UNITED STATES
SECURITIES AND EXCHANGE COMMISSION
Washington, D.C. 20549
FORM 8-K
CURRENT REPORT
Pursuant to Section 13 or 15(d) of the
Securities Exchange Act of 1934
Date of Report (Date of earliest event reported): | November 15, 2010 |
O.I. CORPORATION | ||
(Exact name of registrant as specified in its charter) |
Oklahoma | 0-6511 | 73-0728053 |
(State or other jurisdiction of incorporation) | (Commission File Number) | (IRS Employer Identification No.) |
151 Graham Road, P.O. Box 9010, College Station, Texas | 77842-9010 | |
(Address of principal executive offices) | (Zip Code) |
Registrant's telephone number, including area code: (979) 690-1711 |
(Former name or former address, if changed since last report) |
Check the appropriate box below if the Form 8-K filing is intended to simultaneously satisfy the filing obligation of the registrant under any of the following provisions (see General Instruction A.2. below):
q | Written communications pursuant to Rule 425 under the Securities Act |
q | Soliciting material pursuant to Rule 14a-12 under the Exchange Act |
q | Pre-commencement communications pursuant to Rule 14d-2(b) under the Exchange Act |
q | Pre-commencement communications pursuant to Rule 13e-4(c) under the Exchange Act |
Item 5.07 | Submission of Matters to a Vote of Security Holders. |
On November 15, 2010, O.I. Corporation (the “Company”) held a Special Meeting of Shareholders. The matters voted on at the meeting and the results of these votes were as follows:
Proposal 1: Adoption of the Agreement and Plan of Merger, dated as of September 13, 2010, as amended, by and among ITT Corporation, Oyster Acquisition Corp., and OI Corporation.
For | Against | Abstain |
1,747,068 | 11,042 | 350 |
Proposal 2: Adjournment of the Special Meeting from time to time as may be necessary to solicit additional proxies if there are not sufficient votes in favor of adoption of the merger agreement at the time of the Special Meeting.
For | Against | Abstain |
1,728,141 | 29,952 | 367 |
Item 7.01 – Regulation FD Disclosure
On November 15, 2010, the Company issued a press release announcing the results of its Special Meeting of Shareholders held November 15, 2010 and announcing that the consummation of the transactions contemplated by the Agreement and Plan of Merger, including the merger of the Company with Oyster Acquisition Corp., a wholly-owned subsidiary of ITT Corporation, was expected to occur following the close of trading on the Nasdaq Global Market on November 15, 2010.

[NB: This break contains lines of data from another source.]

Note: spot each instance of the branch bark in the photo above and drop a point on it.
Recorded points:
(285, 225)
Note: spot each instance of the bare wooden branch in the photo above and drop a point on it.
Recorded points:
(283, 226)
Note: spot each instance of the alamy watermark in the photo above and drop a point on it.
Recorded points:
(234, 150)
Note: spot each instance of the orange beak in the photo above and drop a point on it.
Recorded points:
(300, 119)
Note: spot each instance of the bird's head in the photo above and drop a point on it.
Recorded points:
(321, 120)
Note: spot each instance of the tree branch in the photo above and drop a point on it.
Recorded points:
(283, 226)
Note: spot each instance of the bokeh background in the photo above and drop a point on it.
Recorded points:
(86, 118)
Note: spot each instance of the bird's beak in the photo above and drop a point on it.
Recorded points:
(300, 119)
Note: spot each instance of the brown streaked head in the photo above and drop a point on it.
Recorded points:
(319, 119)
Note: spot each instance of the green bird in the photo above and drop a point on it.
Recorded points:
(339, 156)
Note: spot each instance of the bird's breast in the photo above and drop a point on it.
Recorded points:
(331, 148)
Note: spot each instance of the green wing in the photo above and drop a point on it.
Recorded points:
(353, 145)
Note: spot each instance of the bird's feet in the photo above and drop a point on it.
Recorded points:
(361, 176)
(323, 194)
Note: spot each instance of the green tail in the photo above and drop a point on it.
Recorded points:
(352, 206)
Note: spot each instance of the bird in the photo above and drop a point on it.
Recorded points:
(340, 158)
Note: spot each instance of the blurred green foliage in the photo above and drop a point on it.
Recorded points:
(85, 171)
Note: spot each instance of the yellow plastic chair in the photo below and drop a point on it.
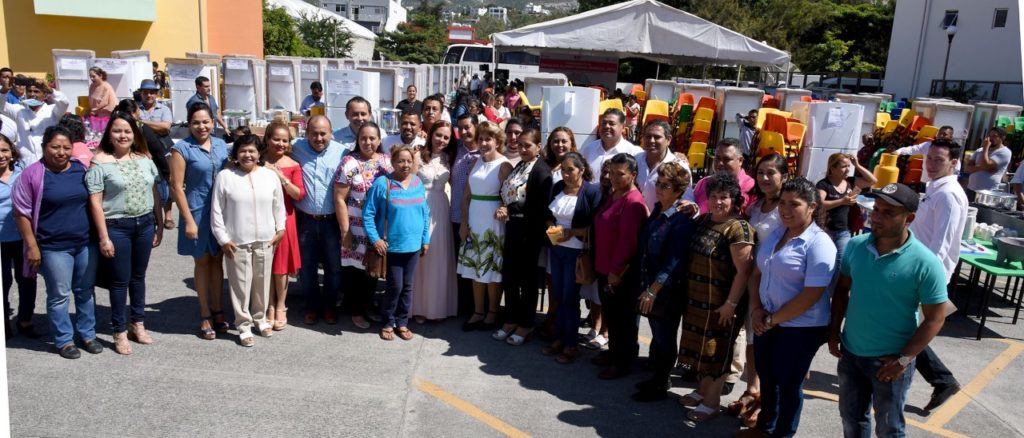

A copy of the press release is furnished as Exhibit 99.1 to this Current Report. In accordance with General Instruction B.2 of Form 8-K, the information set forth in this Item 7.01 and in the attached Exhibit 99.1 shall be deemed to be “furnished” and not “filed” for purposes of the Securities Exchange Act of 1934, as amended.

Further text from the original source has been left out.